Add runbook for scaling CustomersDot VMs
Summary
This MR adds a comprehensive runbook for scaling CustomersDot VMs, documenting the process discovered and tested in gitlab-com/gl-infra/production-engineering#27880 (closed).
What does this MR do?
Adds docs/customersdot/scaling-vms.md which documents:
- Horizontal scaling (adding new VMs): Complete step-by-step process including infrastructure changes, Teleport setup, provisioning, and deployment
- Vertical scaling (resizing existing VMs): Process for changing machine types with minimal downtime
- Troubleshooting: Common issues encountered during the testing phase and their solutions
- Access and permissions: Who can perform these operations and what access is required
- Timeline expectations: Realistic time estimates for scaling operations
Why is this needed?
This capability is critical for:
- Usage Billing GA preparation
- Handling traffic spikes
- Emergency scaling during incidents
- Planned capacity increases
The testing in #27880 revealed several non-obvious steps and gotchas that need to be documented for future scaling operations.
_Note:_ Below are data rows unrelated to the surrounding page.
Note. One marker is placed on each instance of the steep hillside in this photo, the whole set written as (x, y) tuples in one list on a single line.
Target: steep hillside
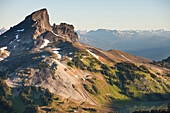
[(152, 44), (45, 68)]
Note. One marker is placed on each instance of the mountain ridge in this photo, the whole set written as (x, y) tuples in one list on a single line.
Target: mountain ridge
[(48, 67)]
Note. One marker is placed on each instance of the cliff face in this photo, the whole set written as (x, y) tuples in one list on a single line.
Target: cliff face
[(29, 35)]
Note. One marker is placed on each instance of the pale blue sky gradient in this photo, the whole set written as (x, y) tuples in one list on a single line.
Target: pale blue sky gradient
[(92, 14)]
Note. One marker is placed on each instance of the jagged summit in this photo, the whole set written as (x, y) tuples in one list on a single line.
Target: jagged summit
[(37, 57), (31, 32), (41, 16)]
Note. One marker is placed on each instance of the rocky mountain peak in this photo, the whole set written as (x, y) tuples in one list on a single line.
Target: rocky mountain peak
[(41, 17)]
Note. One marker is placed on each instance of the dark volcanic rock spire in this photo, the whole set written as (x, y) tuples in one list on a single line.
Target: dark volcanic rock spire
[(41, 17)]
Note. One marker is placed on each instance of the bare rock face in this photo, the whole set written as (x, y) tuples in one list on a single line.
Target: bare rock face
[(42, 19), (67, 31)]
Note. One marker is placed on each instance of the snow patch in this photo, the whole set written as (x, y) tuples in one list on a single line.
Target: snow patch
[(17, 36), (56, 51), (125, 58), (1, 59), (70, 58), (3, 48), (59, 63), (70, 53), (93, 54), (43, 56), (7, 54), (20, 30), (83, 79), (58, 35), (45, 43), (76, 76)]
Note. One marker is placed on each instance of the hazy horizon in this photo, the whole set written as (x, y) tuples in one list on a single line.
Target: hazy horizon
[(92, 15)]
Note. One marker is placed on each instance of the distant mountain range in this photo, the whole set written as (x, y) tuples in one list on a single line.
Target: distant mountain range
[(2, 30), (45, 68), (152, 44)]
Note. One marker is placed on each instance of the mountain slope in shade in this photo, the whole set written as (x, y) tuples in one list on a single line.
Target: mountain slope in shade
[(47, 68), (144, 43), (3, 30)]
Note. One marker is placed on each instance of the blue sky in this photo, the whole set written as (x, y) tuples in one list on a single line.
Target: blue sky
[(92, 14)]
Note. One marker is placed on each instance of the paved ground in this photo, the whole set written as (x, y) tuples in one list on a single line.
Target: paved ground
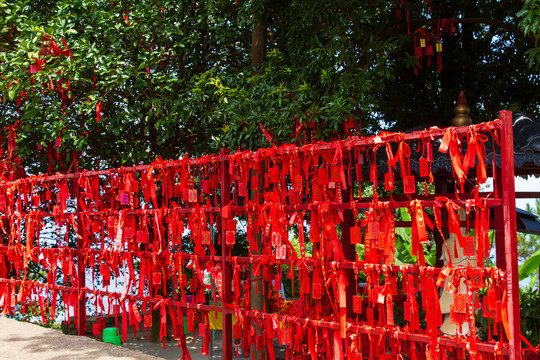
[(25, 341)]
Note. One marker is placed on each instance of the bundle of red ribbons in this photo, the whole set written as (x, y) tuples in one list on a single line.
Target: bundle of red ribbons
[(157, 228)]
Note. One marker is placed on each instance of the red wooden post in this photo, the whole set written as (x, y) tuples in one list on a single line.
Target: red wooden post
[(225, 255), (81, 269), (510, 235)]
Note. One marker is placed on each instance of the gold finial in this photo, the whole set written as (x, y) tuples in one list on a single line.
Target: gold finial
[(461, 112)]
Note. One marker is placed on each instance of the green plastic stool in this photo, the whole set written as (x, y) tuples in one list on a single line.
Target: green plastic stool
[(112, 335)]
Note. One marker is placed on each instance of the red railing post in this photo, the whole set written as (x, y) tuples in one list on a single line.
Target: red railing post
[(81, 271), (510, 235), (225, 255)]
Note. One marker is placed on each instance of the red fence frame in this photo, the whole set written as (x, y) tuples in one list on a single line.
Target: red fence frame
[(505, 225)]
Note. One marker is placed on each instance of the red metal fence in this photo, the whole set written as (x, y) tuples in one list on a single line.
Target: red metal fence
[(351, 298)]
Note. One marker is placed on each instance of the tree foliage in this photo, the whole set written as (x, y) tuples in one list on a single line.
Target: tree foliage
[(126, 81)]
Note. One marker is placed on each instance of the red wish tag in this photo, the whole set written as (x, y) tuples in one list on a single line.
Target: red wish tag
[(205, 238), (389, 181), (124, 198), (335, 176), (156, 278), (407, 311), (237, 331), (242, 189), (409, 184), (317, 193), (274, 174), (298, 184), (259, 342), (254, 182), (148, 320), (389, 310), (141, 238), (323, 176), (429, 151), (192, 195), (488, 312), (314, 235), (424, 167), (293, 197), (281, 252), (372, 231), (105, 272), (356, 235), (276, 238), (202, 330), (468, 248), (286, 337), (357, 304), (373, 175), (317, 289), (206, 186), (476, 278), (230, 237), (413, 283)]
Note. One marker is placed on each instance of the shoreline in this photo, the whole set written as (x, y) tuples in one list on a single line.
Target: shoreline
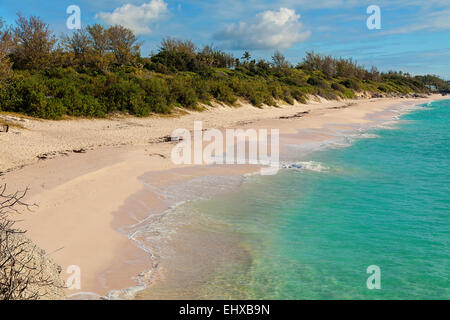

Key learnings from testing
- Teleport tokens must be created in the same MR as the VM creation
- The
pet_name=customerslabel is required for Ansible discovery - VMs must use a specific Ubuntu 20.04 boot image
- Provisioning and deployment require Fulfillment team involvement
- Vertical scaling can be done with ~2-5 minutes downtime per VM
Related issues and MRs
- Discovery issue: gitlab-com/gl-infra/production-engineering#27880 (closed)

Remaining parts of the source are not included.